Unos recortes, los de la Agenda 2010, que sentaron las bases para el boom exportador que permitieron a Merkel gozar de viento de cola, consolidar su liderazgo y disfrutar de una época de crecimiento limitado pero consistente. Bien puede decirse que la canciller ha seguido una máxima: con las cosas de comer, no se juega. Claro está que son muchos los que le reprochan no haber hecho más. Tenía la cuadratura del círculo al alcance de la mano y dejó pasar una oportunidad: con una deuda a la baja, con unos tipos de interés en negativo, podría haber invertido mucho y bien para modernizar algunas infraestructuras, como en el ámbito de la digitalización, pero se limitó a seguir una receta conocida, la del schwarze null o déficit cero.
Media Europa le ha pedido durante años que Alemania aumentara su demanda interna, vía aumentos salariales, pero desde Berlín se ha considerado que esas demandas solventarían algunos problemas económicos en otras latitudes, pero podrían poner en riesgo la joya de la corona: la productividad y competitividad alemana en el exterior. Merkel no se movió y ella y los suyos fueron y son conocidos como frau nein.
Hasta que llegó el coronavirus.Y entonces sí vio las orejas al lobo y abrazó una estrategia verdaderamente europeísta: Merkel impulsó, de la mano de la Francia de Macron, un plan de gasto comunitario que hace avanzar el proyecto de la Unión por la vía federal. Por primera vez, la UE se endeudaba de manera relevante por el bien común de sus estados miembros. Sin la ascendencia merkeliana, ese paso difícilmente hubiera salido adelante.
Pero no todo son parabienes. Muchos países de su entorno han lamentado que ese espíritu europeísta no se traslade a su política exterior. Alemania ha tenido siempre claras cuáles son sus líneas rojas y ha defendido unos intereses nacionales que han provocado verdaderos sarpullidos en sus vecinos, especialmente los del Este.
Un ejemplo claro es Rusia. Berlín no quiere poner en aprietos a Moscú, por mucho que Merkel no soporte a Putin. Por eso mismo, desde la Cancillería se han frenado las respuestas más furibundas ante los recientes zarpazos del oso (desde Ucrania y Crimea a las constantes amenazas a la seguridad de los Bálticos o las intromisiones en terceros países con el afán de desestabilizar a Occidente). No es de extrañar, para Alemania, Rusia supone, además de un gran mercado, su fuente principal de consumo energético.
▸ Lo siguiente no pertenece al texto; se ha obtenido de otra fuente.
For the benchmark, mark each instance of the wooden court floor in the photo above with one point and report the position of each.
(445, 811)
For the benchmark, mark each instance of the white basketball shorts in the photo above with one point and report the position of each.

La construcción de nuevos gasoductos que libran el paso por los países vecinos, como el Nord Stream y el Nord Stream 2 es la mejor prueba de ello. Ese ejercicio de realpolitik escuece, pero es inevitable. No es fácil el equilibrio. Toda potencia que se precie de serlo, y Alemania lo es, tiene a bien proteger sus intereses (algunos inconfesables). Que se lo digan a Washington o Pekín.